Oracle has option to accept lower amount or face new trial
The 9th U.S. Circuit Court of Appeals ruled that Oracle Corporation (NYSE:ORCL) has two options—to accept a lower amount or face a new trial.
In its ruling, the court of appeals explained that the jurors in the case used “undue amount of speculation” when they awarded a $1.3 billion in damages to Oracle Corporation (NYSE:ORCL) in 2010. At the time, SAP SE (ADR) (NYSE:SAP) argued that it should only pay $40 million in damages to cover the lost profits of Oracle.
In 2011, U.S. District Judge Phyllis Hamilton in Oakland, California rejected the $1.3 billion jury award and ruled that Oracle Corporation (NYSE:ORCL) deserved $272 million in actual damages.
“The award of hypothetical license damages totaling $1.3-billion was contrary to the weight of the evidence and was grossly excessive,” according to Judge Hamilton in 2011.
District judge made a mistake
The Court of Appeals also emphasized that Judge Hamilton made a mistake when she concluded that Oracle Corporation (NYSE:ORCL) deserve only $272 million of damages, which the company rejected.

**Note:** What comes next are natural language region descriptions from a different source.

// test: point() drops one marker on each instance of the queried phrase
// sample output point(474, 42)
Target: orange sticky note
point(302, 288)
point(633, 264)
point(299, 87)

According to the court of appeals, Judge Hamilton made an error in concluding the Oracle only lost $36 million of profit since the right amount should have been $120.7 million.
Judge William Fletcher of the 9th Circuit Court of Appeals panel ordered Judge Hamilton to offer $356.7 million of damages to Oracle Corporation (NYSE:ORCL) or a second trial.
In 2007, Oracle Corporation (NYSE:ORCL) filed a copyright infringement case against TomorrowNow, a subsidiary of SAP SE (ADR) (NYSE:SAP) for illegally downloading software and millions of support materials from Oracle’s websites. Prior to the trial, SAP stated that it would not challenge “contributory infringement” in the case.